1.  What is the difference between story and plot?

2.  How do simple and complex plots differ?

3.  What are the five types of recognition?

4.  Why is suspension of disbelief important?

5.  What are the four basic types of conflict?

6.  Sketch Freytag's Pyramid.  How does this simple triangle diagram plot movement?

7.  Define the term deus ex machina and give an example.

8.  Define theme and give an example.

9.  What is the relationship between scene and summary?

10.  Why should a writer use suspense?

11.  What is foreshadowing?  Give an example.

12.  What role do flashbacks play in a plot?

13.  How can a characters dreams and reveries contribute to plot development?

14.  Define leitmotif, and think of  way you might use this technique in a short story.

15.  When is a formula plot appropriate?

16.  Why should a plot be believable to readers?
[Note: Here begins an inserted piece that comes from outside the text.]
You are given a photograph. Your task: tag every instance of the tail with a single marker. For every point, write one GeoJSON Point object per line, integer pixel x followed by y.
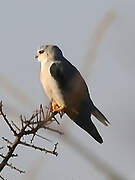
{"type": "Point", "coordinates": [100, 116]}
{"type": "Point", "coordinates": [90, 128]}
{"type": "Point", "coordinates": [83, 120]}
Journal Entry:  Getting A Character Into Trouble

     As you have before, find a comfortable place to sit or lie down, take a deep breath, and relax.  Concentrate on
breathing deeply and slowly.
     When you feel ready, begin to imagine a character.  Let your mind move through this character's life, his or her
strengths and weaknesses, the problems which beset this person, and the solutions he or she characteristically
chooses.
     Center on one problem or time of change in this character's life.  What causes this trouble?  How do the plot
events evolve?
     When you have the beginning and perhaps even the middle of the story clearly in mind, take a deep breath and
return to the present.  Write down everything you remember in your journal.
     Based on the material in your journal, write a draft of a narrative, whether poetry, prose, or drama, in which you
utilize rich sensory images, a realistically flawed but basically good protagonist, and a plot with clear cause and
effect relationships between events.  Let the plot move as it will, and give your tale an end which is a natural and
probable outgrowth of the combination of characters and events.

Journal Entry:  Plotting

     One person wants an item belonging to another.  The second person does not want to give up his or her
possession.
     Name these characters, and then write a dialogue between the two.  Person 1 tries to convince Person 2 to give
up the object, but the owner is adamant:  he or she must keep it.  Make the conflict escalate to a climax (no guns
popping out of drawers unless you put them in first), followed by a denouement.